Une décision en faveur de Mme Smith et de sa société, 303 Creative, aurait des conséquences dévastatrices, a déclaré M. Cole.

“Si 303 Creative gagne ici, nous vivrons dans un monde dans lequel toute entreprise disposant d’un service expressif pourra afficher une pancarte indiquant” Femmes non desservies, Juifs non desservis, Noirs non desservis “et revendiquer un droit au premier amendement. pour le faire », a-t-il dit. “Je ne pense pas qu’aucun d’entre nous veuille vivre dans ce monde, et je ne pense pas que le premier amendement nous oblige à vivre dans ce monde.”

Un panel divisé de trois juges de la Cour d’appel des États-Unis pour le 10e circuit, à Denver, a statué contre Mme Smith alors même qu’il acceptait la plupart de ses arguments.

“La création de sites Web de mariage est un pur discours”, a écrit la juge Mary Beck Briscoe pour la majorité, et la loi anti-discrimination du Colorado oblige Mme Smith et son entreprise “à créer des sites Web personnalisés qu’ils ne feraient pas autrement”.

Cela signifiait, a écrit le juge Briscoe, que la loi anti-discrimination devait survivre à la forme d’examen judiciaire la plus exigeante, qui obligeait l’État à démontrer un intérêt impérieux et à montrer que la loi était étroitement conçue pour répondre à cet intérêt. Le juge Briscoe a déclaré que le Colorado avait prouvé les deux.

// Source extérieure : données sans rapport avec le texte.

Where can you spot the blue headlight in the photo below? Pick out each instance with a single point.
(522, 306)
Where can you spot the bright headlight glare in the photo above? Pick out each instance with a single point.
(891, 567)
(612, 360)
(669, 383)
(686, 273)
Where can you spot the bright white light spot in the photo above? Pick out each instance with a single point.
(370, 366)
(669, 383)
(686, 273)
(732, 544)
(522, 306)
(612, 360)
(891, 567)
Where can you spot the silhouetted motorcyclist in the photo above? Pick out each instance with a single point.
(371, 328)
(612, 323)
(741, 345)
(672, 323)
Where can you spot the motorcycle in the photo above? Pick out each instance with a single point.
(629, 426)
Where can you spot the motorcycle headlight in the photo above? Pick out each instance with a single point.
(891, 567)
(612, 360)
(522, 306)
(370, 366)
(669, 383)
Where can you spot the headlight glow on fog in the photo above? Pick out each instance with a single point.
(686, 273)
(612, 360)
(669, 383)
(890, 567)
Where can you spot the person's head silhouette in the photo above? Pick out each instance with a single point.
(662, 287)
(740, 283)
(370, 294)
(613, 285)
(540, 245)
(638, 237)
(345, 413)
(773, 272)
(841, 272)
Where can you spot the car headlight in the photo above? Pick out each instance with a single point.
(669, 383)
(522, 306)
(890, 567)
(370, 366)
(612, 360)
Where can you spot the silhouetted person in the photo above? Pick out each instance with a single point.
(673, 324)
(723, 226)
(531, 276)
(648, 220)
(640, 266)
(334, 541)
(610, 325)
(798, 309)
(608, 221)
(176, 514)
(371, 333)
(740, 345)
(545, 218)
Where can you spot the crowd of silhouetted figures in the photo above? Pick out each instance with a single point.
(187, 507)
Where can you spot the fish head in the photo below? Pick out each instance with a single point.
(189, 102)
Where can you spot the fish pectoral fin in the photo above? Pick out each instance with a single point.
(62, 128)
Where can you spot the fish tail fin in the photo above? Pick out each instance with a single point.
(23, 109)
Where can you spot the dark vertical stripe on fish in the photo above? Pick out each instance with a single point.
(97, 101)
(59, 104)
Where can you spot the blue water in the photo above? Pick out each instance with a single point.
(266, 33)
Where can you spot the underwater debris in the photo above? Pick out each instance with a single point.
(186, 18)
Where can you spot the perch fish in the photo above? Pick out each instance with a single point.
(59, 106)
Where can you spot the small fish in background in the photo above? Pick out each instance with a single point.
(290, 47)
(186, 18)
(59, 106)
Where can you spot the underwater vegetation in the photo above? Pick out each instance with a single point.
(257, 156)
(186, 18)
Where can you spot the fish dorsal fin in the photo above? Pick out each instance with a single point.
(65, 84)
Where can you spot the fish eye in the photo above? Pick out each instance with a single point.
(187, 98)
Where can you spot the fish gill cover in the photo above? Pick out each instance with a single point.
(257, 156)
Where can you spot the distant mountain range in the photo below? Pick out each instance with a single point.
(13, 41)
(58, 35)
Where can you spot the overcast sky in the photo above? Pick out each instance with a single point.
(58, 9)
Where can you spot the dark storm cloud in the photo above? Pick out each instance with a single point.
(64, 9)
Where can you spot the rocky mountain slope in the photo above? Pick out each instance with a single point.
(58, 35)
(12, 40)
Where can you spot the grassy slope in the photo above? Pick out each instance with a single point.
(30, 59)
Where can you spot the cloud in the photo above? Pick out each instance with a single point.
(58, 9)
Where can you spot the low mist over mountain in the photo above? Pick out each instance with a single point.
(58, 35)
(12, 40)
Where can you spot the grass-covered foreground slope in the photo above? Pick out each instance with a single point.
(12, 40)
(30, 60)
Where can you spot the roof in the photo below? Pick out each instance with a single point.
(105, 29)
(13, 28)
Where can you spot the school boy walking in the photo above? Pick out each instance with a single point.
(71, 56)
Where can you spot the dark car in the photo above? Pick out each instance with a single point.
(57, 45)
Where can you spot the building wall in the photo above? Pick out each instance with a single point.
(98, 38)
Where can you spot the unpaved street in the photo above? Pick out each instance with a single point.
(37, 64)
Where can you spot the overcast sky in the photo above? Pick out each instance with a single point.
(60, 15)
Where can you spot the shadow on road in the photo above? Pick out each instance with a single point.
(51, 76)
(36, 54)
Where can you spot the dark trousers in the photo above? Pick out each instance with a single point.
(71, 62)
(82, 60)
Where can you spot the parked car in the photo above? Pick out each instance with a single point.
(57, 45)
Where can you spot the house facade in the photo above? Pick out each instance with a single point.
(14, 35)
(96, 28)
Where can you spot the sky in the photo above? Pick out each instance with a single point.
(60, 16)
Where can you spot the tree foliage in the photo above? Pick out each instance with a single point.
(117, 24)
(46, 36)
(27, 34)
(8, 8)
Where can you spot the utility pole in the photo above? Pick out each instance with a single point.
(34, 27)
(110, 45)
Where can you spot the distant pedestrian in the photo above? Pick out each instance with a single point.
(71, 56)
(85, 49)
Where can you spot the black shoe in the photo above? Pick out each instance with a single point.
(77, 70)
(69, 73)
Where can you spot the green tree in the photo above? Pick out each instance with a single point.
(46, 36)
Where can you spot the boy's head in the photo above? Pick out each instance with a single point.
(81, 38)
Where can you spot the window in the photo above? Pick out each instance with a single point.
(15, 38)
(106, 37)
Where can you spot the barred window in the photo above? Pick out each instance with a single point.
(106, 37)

“Le Colorado a un intérêt impérieux à protéger à la fois les intérêts de la dignité des membres des groupes marginalisés et leurs intérêts matériels à accéder au marché commercial”, a écrit le juge Briscoe.

En dissidence, le juge en chef Timothy M. Tymkovich a déclaré que “la majorité adopte la position remarquable – et nouvelle – selon laquelle le gouvernement peut forcer Mme Smith à produire des messages qui violent sa conscience”.

“Il semble que nous soyons passés de ‘vivre et laisser vivre'”, a-t-il écrit, “à ‘tu ne peux pas dire ça'”.